Undeniably one of the most accomplished Michigan Men in athletics, Charles Woodson finally took his rightful place in the College Football Hall of Fame this week. After Woodson laid waste to opposing teams, he filled his shelf with a who’s who of college awards: Heisman, Nagurski, Bednarik, Thorpe, and Camp—and that’s in addition to his 1997 National Championship ring. He of course also went on to win a Superbowl and earn nine Pro-Bowl appearances, retiring from the NFL after the 2015 season. From all of us at Maize n Brew, congratulations Charles. This is well-earned.

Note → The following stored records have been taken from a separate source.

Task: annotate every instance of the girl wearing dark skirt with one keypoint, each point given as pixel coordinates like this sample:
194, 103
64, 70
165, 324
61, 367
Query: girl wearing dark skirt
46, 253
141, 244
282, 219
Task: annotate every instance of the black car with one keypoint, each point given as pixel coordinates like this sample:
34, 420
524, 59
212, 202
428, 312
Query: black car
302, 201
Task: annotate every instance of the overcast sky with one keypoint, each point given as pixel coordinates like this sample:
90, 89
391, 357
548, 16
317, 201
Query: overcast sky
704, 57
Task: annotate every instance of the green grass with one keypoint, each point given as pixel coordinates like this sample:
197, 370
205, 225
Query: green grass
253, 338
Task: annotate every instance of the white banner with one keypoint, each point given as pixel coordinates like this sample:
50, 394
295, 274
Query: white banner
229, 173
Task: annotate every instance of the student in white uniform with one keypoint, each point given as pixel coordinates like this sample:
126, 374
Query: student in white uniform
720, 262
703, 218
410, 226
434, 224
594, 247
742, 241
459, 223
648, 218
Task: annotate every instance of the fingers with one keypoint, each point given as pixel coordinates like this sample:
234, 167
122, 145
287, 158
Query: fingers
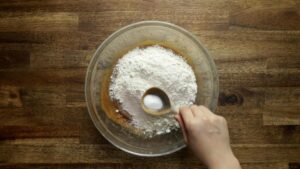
179, 120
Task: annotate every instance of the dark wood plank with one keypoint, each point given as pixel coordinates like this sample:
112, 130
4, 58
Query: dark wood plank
268, 15
37, 21
282, 106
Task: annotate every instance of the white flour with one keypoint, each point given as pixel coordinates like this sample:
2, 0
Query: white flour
153, 66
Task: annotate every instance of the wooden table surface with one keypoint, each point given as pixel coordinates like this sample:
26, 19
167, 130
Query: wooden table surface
45, 47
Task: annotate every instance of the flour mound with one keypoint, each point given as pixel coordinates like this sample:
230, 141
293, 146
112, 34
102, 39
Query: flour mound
153, 66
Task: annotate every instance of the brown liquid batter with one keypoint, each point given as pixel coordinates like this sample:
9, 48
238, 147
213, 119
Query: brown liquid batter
112, 108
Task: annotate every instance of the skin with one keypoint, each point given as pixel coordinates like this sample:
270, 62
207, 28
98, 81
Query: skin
208, 137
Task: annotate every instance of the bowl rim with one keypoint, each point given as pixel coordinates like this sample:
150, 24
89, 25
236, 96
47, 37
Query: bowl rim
93, 60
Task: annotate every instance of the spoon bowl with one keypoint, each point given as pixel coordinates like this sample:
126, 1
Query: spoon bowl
164, 98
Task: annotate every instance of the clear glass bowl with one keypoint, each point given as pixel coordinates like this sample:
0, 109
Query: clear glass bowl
103, 61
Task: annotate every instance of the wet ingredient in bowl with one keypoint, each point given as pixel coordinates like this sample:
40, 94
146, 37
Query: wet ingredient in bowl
152, 66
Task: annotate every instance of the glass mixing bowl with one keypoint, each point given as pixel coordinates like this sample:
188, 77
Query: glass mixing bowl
104, 60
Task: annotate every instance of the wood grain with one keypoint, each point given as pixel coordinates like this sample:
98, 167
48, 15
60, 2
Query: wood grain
45, 48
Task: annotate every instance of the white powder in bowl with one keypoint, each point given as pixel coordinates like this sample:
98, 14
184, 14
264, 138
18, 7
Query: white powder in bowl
153, 102
144, 68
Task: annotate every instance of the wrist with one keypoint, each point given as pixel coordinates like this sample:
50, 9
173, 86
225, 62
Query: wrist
225, 162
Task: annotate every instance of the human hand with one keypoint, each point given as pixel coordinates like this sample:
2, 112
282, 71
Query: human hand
207, 135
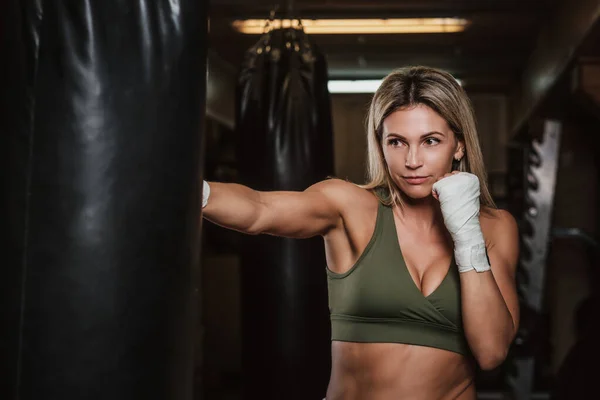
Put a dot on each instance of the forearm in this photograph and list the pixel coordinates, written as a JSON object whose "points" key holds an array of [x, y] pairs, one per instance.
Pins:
{"points": [[488, 324], [233, 206]]}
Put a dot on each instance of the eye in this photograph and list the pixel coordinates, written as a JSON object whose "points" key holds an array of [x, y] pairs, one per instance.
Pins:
{"points": [[432, 141], [394, 142]]}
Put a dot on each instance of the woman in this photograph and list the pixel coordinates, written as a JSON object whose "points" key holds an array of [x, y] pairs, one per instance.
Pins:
{"points": [[420, 263]]}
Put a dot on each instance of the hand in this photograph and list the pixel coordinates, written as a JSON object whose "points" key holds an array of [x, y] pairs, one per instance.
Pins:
{"points": [[434, 192], [458, 194]]}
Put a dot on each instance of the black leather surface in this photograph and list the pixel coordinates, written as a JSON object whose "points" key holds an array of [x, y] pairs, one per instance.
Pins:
{"points": [[283, 124], [101, 139]]}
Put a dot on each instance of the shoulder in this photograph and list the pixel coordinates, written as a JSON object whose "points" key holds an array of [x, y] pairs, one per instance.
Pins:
{"points": [[497, 222], [344, 193]]}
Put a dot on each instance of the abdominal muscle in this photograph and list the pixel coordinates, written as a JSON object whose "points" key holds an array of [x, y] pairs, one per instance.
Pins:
{"points": [[390, 371]]}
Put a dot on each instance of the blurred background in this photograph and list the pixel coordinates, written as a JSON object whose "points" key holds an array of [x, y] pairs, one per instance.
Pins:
{"points": [[532, 71]]}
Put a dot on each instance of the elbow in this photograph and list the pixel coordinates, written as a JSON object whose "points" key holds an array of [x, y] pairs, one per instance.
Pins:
{"points": [[491, 358]]}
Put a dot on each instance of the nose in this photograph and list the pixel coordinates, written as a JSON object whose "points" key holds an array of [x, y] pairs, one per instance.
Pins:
{"points": [[413, 161]]}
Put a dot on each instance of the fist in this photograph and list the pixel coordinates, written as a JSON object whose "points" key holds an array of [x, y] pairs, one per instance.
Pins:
{"points": [[458, 194]]}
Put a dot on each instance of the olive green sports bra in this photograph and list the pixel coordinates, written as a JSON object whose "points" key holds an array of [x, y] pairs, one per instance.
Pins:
{"points": [[377, 301]]}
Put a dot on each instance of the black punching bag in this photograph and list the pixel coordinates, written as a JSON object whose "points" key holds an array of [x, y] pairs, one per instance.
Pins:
{"points": [[102, 106], [283, 125]]}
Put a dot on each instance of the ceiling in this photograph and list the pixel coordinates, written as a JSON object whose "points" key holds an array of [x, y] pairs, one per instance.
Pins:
{"points": [[488, 56]]}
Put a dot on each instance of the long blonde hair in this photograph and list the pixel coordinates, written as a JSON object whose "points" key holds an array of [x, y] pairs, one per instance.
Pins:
{"points": [[437, 89]]}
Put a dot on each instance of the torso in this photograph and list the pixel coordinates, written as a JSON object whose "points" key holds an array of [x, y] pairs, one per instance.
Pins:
{"points": [[394, 370]]}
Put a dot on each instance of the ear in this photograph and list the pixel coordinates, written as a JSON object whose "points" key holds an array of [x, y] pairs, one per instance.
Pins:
{"points": [[460, 151]]}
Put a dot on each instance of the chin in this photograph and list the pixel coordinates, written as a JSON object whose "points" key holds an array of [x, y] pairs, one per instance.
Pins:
{"points": [[416, 192]]}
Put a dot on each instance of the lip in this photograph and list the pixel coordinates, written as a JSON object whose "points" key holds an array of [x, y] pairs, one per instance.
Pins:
{"points": [[415, 180]]}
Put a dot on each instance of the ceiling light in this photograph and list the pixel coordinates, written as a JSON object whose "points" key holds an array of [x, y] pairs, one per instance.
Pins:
{"points": [[353, 86], [357, 26]]}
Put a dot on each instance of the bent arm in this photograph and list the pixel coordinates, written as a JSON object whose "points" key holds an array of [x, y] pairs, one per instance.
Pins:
{"points": [[489, 299], [281, 213]]}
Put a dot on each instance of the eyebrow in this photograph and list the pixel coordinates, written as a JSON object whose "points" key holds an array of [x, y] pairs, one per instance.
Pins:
{"points": [[422, 136]]}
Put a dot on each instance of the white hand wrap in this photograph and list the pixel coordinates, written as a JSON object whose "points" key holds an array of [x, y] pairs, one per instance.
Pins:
{"points": [[205, 193], [459, 200]]}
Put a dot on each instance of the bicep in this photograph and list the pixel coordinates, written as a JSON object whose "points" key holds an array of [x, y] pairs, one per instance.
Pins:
{"points": [[503, 252], [299, 214]]}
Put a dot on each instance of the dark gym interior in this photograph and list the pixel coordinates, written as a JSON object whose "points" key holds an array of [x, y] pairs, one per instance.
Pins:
{"points": [[111, 114]]}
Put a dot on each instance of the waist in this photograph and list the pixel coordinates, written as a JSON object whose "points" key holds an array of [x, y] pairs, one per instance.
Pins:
{"points": [[346, 328], [391, 370]]}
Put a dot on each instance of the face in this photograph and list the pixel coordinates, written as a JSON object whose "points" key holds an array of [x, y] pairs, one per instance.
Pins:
{"points": [[418, 147]]}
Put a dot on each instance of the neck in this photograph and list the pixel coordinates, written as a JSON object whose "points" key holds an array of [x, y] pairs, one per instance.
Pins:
{"points": [[422, 213]]}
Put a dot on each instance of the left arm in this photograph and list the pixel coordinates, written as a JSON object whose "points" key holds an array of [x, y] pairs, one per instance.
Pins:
{"points": [[490, 306]]}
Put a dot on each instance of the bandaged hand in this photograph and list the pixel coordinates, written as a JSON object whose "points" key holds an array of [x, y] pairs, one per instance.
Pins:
{"points": [[459, 200], [205, 193]]}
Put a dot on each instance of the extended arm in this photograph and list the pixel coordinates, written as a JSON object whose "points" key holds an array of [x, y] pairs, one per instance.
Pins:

More than 31 minutes in real time. 26 plays, but even more snaps than that. Prolonging last moment of their football lives.— College Football by SB Nation (@SBNationCFB) December 5, 2018
The inside story of the longest drive in football history:https://t.co/pxHZYoa7di
Michigan doesn’t have a role in this one, but it’s a cool bit of college football history. In 2004, Navy faced off with New Mexico in the Emerald Bowl. Total snoozefest, right? Well, it was. The Midshipmen never trailed the Lobos en route to a 34-19 victory. So why does it constitute college football history?
In clock time, it took 14:26, almost wiping out the entire fourth quarter of the 2004 Emerald Bowl. In real time, it took 31:30 from the first snap to the end. It officially included 26 plays, thought it had even more snaps than that.
It’s the longest drive on record in either college football or the NFL.